R-Beginner: How to seperate to groups

Lolo · January 10, 2019, 1:59pm

I'm a beginner at R and I have a very basic question.

How do I create two new groups in my data?
I calculated the mean-scores for two variables (continuos variables A and B) of the study-participants and now I want to devide these participants in two groups by using these two mean-scores.
The first group should be the participants that have a higher mean in the variable A than the variable B
The second group should consist of the participants with the higher mean in variable B than A.

I guess it should use the subset() function but I'm not sure in what way.

Can anybody please help a R-beginner?

andresrcs · January 10, 2019, 2:41pm

As an R beginner you need to learn how to properly ask for help, this FAQ is going to help you with that.
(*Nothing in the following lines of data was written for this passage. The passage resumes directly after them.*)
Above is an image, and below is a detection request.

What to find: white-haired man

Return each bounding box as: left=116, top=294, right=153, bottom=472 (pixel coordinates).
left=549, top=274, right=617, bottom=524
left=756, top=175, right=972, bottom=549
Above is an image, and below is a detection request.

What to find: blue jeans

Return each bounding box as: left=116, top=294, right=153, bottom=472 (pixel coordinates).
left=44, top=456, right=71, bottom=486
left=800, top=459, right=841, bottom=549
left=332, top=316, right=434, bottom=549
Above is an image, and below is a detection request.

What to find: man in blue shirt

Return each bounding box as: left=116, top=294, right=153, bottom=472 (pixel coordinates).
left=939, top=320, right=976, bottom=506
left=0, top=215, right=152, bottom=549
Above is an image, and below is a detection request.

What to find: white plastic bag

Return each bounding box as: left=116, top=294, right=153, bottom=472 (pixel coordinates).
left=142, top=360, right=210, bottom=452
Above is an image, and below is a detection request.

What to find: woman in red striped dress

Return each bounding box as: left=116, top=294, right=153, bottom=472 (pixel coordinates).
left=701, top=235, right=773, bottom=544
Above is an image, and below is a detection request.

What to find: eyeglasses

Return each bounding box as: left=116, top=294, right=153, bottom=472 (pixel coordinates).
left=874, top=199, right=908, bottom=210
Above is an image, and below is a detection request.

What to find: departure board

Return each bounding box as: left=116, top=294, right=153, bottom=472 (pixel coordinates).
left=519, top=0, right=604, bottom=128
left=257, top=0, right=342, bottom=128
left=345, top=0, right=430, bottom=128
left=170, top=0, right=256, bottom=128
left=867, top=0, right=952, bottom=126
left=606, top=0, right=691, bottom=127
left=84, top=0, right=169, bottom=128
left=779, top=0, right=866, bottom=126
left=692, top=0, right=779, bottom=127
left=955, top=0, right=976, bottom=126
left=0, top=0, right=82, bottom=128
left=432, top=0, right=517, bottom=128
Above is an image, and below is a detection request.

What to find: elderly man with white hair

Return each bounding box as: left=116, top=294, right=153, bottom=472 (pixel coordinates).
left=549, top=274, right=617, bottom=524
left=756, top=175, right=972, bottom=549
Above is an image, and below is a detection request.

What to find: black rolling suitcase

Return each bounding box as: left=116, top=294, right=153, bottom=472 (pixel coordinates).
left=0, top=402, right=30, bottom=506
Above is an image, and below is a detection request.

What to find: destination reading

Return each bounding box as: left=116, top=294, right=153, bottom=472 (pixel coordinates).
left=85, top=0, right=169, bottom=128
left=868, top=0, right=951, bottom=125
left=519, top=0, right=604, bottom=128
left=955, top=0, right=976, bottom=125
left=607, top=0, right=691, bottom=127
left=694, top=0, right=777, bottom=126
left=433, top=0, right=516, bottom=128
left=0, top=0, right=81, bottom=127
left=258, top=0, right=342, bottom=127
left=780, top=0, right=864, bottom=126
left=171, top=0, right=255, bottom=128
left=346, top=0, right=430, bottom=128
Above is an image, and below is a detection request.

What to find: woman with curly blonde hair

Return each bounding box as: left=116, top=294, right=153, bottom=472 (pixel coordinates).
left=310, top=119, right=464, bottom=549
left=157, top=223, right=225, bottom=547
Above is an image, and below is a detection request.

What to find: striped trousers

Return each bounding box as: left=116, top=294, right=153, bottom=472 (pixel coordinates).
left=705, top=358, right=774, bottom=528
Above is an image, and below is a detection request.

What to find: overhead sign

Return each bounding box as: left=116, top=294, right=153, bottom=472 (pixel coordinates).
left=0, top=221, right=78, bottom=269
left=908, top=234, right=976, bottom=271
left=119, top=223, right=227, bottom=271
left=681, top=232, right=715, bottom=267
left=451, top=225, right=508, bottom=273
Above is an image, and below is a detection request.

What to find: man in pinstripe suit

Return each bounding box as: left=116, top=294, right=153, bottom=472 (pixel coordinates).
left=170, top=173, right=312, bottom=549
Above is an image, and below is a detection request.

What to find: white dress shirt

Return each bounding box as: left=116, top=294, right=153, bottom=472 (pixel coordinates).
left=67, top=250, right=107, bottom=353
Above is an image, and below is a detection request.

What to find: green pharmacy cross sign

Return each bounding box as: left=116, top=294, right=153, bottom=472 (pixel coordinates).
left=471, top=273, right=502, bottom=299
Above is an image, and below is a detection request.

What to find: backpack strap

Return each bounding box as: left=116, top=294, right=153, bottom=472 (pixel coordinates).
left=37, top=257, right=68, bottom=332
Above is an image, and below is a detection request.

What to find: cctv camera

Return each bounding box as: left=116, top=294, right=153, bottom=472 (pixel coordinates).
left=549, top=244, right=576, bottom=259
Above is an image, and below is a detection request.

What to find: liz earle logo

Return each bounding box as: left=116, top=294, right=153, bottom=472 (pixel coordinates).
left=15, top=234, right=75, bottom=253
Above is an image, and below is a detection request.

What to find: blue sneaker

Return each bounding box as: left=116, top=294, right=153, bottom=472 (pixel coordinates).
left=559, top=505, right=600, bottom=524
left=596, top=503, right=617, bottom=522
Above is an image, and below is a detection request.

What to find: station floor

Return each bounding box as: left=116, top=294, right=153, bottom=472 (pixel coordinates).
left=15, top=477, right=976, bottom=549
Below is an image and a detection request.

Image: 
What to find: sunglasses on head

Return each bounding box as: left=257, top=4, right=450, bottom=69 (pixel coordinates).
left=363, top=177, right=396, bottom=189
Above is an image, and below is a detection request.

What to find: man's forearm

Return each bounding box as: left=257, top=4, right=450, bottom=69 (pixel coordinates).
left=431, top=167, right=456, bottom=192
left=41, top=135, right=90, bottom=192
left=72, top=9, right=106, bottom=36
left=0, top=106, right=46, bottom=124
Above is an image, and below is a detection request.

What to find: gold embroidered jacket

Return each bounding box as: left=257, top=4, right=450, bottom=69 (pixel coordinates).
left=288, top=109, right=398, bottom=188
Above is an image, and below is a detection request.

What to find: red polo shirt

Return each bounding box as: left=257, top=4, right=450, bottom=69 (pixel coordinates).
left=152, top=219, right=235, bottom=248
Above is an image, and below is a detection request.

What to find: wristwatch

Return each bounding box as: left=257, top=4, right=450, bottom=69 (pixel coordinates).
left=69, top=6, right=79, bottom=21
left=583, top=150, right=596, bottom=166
FAQ: What's a reproducible example (`reprex`) and how do I create one? meta

Why reprex? Getting unstuck is hard. Your first step here is usually to create a reprex, or reproducible example. The goal of a reprex is to package your code, and information about your problem so that others can run it and feel your pain. Then, hopefully, folks can more easily provide a solution. What's in a Reproducible Example? Parts of a reproducible example: background information - Describe what you are trying to do. What have you already done? complete set up - include any library() calls and data to reproduce your issue. data for a reprex: Here's a discussion on setting up data for a reprex make it run - include the minimal code required to reproduce your error on the data…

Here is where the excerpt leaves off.